An online guide to collectable cameras and related
Zeiss Ikon Contina I and II (folding)
The first model of Contina was the export model of the earlier Ikonta 35. It was a folding design with a
drop bed, and a self erecting front standard. It was knob advanced, an the film sprocket holes drive the
double exposure prevention. If you have one of these cameras, and you want to test the shutter, you
will need to open the back and trick the camera by advancing the sprocket wheel.

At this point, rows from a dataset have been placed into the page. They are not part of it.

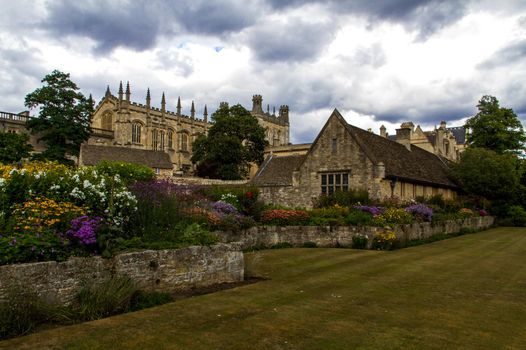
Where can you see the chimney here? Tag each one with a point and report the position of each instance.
(383, 131)
(403, 136)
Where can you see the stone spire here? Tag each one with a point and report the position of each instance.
(148, 98)
(120, 91)
(128, 93)
(179, 106)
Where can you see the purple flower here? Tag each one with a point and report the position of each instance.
(221, 207)
(84, 229)
(420, 210)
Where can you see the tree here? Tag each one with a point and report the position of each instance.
(234, 142)
(63, 122)
(495, 128)
(483, 172)
(14, 147)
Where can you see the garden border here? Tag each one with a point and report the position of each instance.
(341, 236)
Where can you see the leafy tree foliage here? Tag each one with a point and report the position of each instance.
(14, 147)
(486, 173)
(495, 128)
(64, 119)
(233, 142)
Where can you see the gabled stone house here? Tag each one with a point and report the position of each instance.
(344, 157)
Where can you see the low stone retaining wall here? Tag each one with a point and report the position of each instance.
(152, 270)
(327, 236)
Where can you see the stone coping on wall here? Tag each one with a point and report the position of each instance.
(152, 270)
(341, 236)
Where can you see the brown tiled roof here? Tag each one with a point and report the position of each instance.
(416, 165)
(277, 171)
(92, 154)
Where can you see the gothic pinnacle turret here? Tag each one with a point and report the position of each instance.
(148, 98)
(179, 106)
(120, 91)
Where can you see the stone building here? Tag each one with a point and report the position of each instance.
(344, 157)
(118, 122)
(445, 142)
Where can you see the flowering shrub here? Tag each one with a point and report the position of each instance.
(284, 217)
(393, 216)
(420, 212)
(483, 212)
(466, 213)
(84, 229)
(384, 240)
(41, 214)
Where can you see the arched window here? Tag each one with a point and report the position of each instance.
(154, 139)
(184, 142)
(107, 121)
(161, 136)
(136, 133)
(170, 139)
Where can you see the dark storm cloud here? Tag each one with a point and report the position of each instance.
(424, 16)
(138, 24)
(293, 41)
(514, 53)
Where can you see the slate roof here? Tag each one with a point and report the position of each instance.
(92, 154)
(416, 165)
(277, 171)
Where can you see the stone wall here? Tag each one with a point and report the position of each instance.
(327, 236)
(161, 270)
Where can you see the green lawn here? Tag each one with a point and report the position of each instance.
(467, 292)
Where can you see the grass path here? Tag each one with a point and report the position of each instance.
(462, 293)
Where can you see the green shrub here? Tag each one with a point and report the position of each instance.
(109, 297)
(23, 311)
(143, 300)
(359, 241)
(516, 215)
(128, 172)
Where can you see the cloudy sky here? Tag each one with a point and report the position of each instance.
(378, 62)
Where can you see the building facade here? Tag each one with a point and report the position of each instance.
(118, 122)
(345, 157)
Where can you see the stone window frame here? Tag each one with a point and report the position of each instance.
(334, 181)
(136, 132)
(106, 121)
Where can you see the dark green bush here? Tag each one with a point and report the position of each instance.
(110, 297)
(128, 172)
(23, 311)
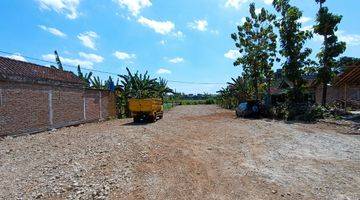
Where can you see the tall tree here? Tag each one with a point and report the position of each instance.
(292, 40)
(326, 26)
(256, 42)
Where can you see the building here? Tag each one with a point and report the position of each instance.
(344, 90)
(35, 98)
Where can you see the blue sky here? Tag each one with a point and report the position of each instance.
(180, 40)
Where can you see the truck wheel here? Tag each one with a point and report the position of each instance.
(137, 119)
(151, 118)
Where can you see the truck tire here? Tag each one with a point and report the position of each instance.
(151, 118)
(137, 119)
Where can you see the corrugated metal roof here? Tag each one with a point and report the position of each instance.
(10, 68)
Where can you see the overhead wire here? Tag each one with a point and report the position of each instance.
(104, 72)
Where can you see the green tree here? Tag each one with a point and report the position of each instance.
(239, 87)
(85, 78)
(326, 26)
(162, 88)
(292, 40)
(96, 83)
(256, 42)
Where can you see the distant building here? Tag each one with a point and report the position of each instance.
(35, 98)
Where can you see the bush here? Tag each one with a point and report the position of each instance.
(279, 112)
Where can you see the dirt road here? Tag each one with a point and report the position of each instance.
(195, 152)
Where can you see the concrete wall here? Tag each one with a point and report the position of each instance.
(29, 108)
(338, 93)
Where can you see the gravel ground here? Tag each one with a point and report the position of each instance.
(195, 152)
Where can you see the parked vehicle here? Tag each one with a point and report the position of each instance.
(146, 110)
(249, 109)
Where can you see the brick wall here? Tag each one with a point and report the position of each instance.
(338, 93)
(29, 108)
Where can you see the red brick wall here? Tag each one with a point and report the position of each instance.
(26, 108)
(338, 93)
(67, 105)
(92, 99)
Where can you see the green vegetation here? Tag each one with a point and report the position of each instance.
(326, 26)
(256, 41)
(139, 86)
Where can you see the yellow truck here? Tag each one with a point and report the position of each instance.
(146, 109)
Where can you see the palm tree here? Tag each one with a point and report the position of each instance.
(163, 88)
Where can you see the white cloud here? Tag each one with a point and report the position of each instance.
(163, 42)
(179, 34)
(350, 39)
(91, 57)
(17, 56)
(69, 61)
(232, 54)
(176, 60)
(304, 20)
(235, 3)
(200, 25)
(123, 56)
(67, 7)
(134, 6)
(53, 31)
(238, 3)
(163, 71)
(163, 28)
(88, 39)
(268, 2)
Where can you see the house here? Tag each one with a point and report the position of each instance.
(35, 98)
(344, 90)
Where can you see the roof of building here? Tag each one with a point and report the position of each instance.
(16, 70)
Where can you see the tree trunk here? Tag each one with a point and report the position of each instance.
(326, 72)
(323, 102)
(256, 89)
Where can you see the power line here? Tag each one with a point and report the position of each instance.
(104, 72)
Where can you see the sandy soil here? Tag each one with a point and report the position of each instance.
(195, 152)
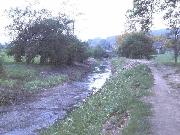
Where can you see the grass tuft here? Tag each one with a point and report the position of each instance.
(120, 94)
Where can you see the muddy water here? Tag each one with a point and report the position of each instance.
(51, 105)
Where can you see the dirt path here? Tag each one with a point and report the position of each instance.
(49, 106)
(165, 101)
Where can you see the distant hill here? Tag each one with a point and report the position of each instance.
(159, 32)
(109, 42)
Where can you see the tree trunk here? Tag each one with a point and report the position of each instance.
(175, 54)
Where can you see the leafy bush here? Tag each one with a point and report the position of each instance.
(8, 83)
(46, 36)
(96, 52)
(120, 94)
(136, 45)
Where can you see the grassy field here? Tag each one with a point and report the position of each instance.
(21, 79)
(122, 93)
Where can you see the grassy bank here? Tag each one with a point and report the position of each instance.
(122, 93)
(21, 80)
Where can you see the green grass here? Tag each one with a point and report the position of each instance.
(121, 93)
(20, 71)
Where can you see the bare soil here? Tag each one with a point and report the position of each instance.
(50, 106)
(165, 100)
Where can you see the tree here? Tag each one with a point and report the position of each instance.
(172, 17)
(141, 15)
(137, 46)
(49, 37)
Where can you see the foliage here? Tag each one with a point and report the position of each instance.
(117, 96)
(141, 15)
(98, 52)
(172, 17)
(136, 45)
(42, 35)
(20, 71)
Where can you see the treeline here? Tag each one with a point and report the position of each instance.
(37, 33)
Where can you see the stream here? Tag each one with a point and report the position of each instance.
(52, 105)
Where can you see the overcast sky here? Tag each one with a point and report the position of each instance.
(99, 18)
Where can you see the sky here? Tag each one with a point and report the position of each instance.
(93, 18)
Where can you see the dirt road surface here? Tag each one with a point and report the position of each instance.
(165, 100)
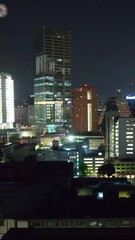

The Contina was initially available in two types. The Contina I (522/24) was the basic model, and had
no rangefinder or exposure meter. It was available with a 45/3.5 Novar in Prontor SV or a 45/2.8 Tessar
in Synchro Compur.
The Contina II (524/24) was the same as the Contina I, but with an uncoupled rangefinder. It was an
intermediate model between the Contina I, and the more expensive Contessa, which had both a meter
and coupled rangefinder. The lens and shutter combinations offered were the same as the Contina
Both cameras were introduced in 1952. The Contina II was dropped from the lineup in 1953, the
Contina I was discontinued in 1955.
These cameras, along with the Contessa, were competing with the popular Retina and Retinette lines,
built by Kodak AG. Ironically Kodak AG was originally founded as the Nagel Camerawerk by Dr. August
Nagel, a disgruntled former Zeiss employee.